On Fri, 15 Dec 2000, you wrote:
> "Conrad Schneiker" <schneik / us.ibm.com> writes:
> 
> > So, for Dave's proposed purpose of closure-seeking, I
> > (provisionally) think GTK+ would be the best choice for the time
> > being (relative to all of the above considerations).
> 
> Before we shut the door, I wouldn't mind some discussion on FOX. I've
> downloaded it and had a play, and it seems quite nice. Not as fancy
> as GTK, but pretty straightforward to use, and with a very familiar
> L&F for windows users.
> 

I just DL'd FOX as well, but won't get to playing with it until Saturday
morning, as the lady is urging it's time for bed :-)

In the meantime, I think it is very importatn to keep in mind that true
cross-platform -does- include Macintosh.  No, I am not a Mac user, but I do
know that anything in the near future I will be working on has to play in
Windows, Mac, and (my personal insistance) Linux.
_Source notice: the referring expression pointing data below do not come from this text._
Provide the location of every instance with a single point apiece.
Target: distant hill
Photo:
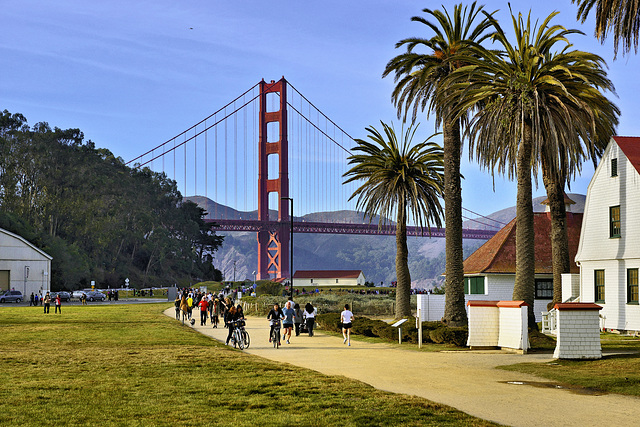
(374, 255)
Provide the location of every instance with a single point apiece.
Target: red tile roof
(327, 274)
(630, 146)
(498, 254)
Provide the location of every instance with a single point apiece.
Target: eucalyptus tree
(418, 74)
(533, 104)
(620, 17)
(402, 178)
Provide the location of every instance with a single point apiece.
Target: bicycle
(275, 334)
(236, 335)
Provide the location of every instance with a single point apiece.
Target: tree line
(98, 218)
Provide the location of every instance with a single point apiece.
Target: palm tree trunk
(559, 239)
(403, 290)
(454, 309)
(524, 287)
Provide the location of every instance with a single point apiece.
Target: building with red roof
(328, 278)
(490, 271)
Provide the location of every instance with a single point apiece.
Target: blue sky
(133, 74)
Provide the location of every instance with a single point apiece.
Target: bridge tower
(273, 244)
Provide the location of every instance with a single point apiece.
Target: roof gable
(498, 254)
(630, 146)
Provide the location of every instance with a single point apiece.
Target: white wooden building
(311, 278)
(609, 249)
(23, 266)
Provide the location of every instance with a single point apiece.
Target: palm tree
(418, 78)
(398, 178)
(537, 106)
(621, 17)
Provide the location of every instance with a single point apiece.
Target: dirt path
(467, 381)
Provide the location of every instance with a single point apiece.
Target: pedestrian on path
(204, 305)
(287, 323)
(58, 303)
(310, 317)
(47, 303)
(346, 318)
(298, 318)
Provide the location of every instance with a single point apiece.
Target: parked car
(11, 296)
(96, 296)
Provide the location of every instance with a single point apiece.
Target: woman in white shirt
(346, 317)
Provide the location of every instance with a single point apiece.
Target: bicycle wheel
(245, 338)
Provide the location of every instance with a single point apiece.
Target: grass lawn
(131, 365)
(619, 373)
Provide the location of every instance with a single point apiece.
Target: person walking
(287, 323)
(298, 318)
(47, 303)
(176, 303)
(184, 307)
(274, 316)
(346, 318)
(204, 305)
(58, 304)
(310, 316)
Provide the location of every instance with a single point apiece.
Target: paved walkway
(465, 380)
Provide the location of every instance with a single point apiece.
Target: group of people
(57, 302)
(292, 315)
(211, 306)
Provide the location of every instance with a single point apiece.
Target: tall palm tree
(537, 105)
(621, 17)
(418, 76)
(399, 178)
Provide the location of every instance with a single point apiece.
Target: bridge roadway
(336, 228)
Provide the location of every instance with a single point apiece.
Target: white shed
(23, 266)
(609, 249)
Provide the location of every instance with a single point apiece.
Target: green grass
(615, 373)
(131, 365)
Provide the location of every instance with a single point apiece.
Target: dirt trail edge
(465, 380)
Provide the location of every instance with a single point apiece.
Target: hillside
(374, 255)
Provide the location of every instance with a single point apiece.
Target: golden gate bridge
(262, 150)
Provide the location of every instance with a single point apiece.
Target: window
(544, 288)
(598, 281)
(632, 286)
(614, 221)
(474, 285)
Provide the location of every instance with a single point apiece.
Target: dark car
(11, 296)
(95, 296)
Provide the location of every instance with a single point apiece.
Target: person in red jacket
(203, 311)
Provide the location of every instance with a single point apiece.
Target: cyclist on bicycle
(231, 317)
(275, 315)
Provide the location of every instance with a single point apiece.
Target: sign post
(398, 325)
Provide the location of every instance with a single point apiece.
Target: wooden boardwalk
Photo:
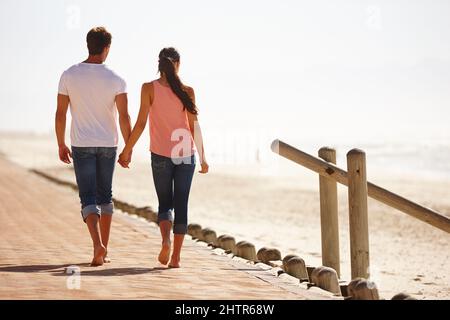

Relying on Mac-Linux distros
in the future doesn't solve this issue. BeOs and BSD, which nice to have, are
not IMO a priority, although anything that plays well in Linux should be an
easy port to these two.

My basic feeling is that core code for a cross platform project, especially one
that is open source, should be consistent throughout all platforms, although
requiring platform-specific compilations of the code is not IMO a serious
downside. Having played with Ruby for about four days now, I really like what
it can do but do need the GUI stuff if at all possible.  Compilation (Ruby2Exe)
is also a priority for projects, not for the corporate proprietary issues noted
before (secuirty through obscurity is a stupid policy IMO) but for minimizing
end-user confusion over the install process. (DLing libraries yada, yada, yada
is soenthing that majority of end users -won't- do even if they can figure
-how-) Duccess of an application depends upon (1) does what it promises, (2)
doesn't blow up the end user's computer and (3) is a one-click install and they
are up and running.

From the developer end, IMO, Ruby is awesome (at least it flows naturally for
me) and I would like to see it be the same from the en-user end. IOW Ruby
appears to make coding complex logic a lot easier (meaning faster) than some
other well-know languages, but to become truly accepted it needs to deliver
end-user experiences that are even more simple (by orders of magnitude).

If we are getting inot the GUI arena, we should IMO be thinking along these
lines :-)

My 2 cents

Kent Starr
elderburn / mindspring.com

PS. Licensing is an issue for the GUI toolkit, as well.  -All- of our projects
are/will continue to be open source as we believe that to be the best route to
rapid, feature riich, bug-free production.